Ceci dit, est-il justement trop fou? Ce n’est pas la première fois qu’un projet international tente de cataloguer toutes les espèces vivantes, et tous les autres ont échoué, rappelle dans le New York Times le biologiste torontois Daniel Brooks.

L’initiateur est une sommité de la biologie, Edward O. Wilson qui, à 79 ans, est encore actif. C’est à lui qu’on doit l’introduction du mot biodiversité, un apport on ne peut plus lié à une encyclopédie de la vie. Avec des collègues, il a convaincu de généreux donateurs : l’encyclopédie dispose à présent d’un budget de 50 millions$ pour ses cinq prochaines années.
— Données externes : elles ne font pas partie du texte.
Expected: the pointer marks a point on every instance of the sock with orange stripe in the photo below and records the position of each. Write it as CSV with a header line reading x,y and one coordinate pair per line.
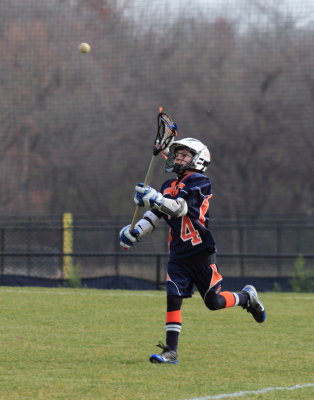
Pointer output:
x,y
217,301
173,321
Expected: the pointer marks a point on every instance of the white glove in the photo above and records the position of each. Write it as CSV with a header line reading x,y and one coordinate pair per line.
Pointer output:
x,y
128,237
147,196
Les auteurs pourront y insérer du texte et des photos, mais aussi des séquences d’ADN, des chants d’oiseaux, des cartes géographiques —et les assembler dans un format standard. Pour l’instant, les 30 000 premières « pages » ou sections proviennent surtout de bases de données de poissons, d’amphibiens et de plantes.

Donc, projet à long terme, c’est le cas de le dire. Interrogé par le New York Times , Edward O. Wilson lance du haut de ses 79 ans : « ça va être une aventure amusante pour les prochaines décennies ».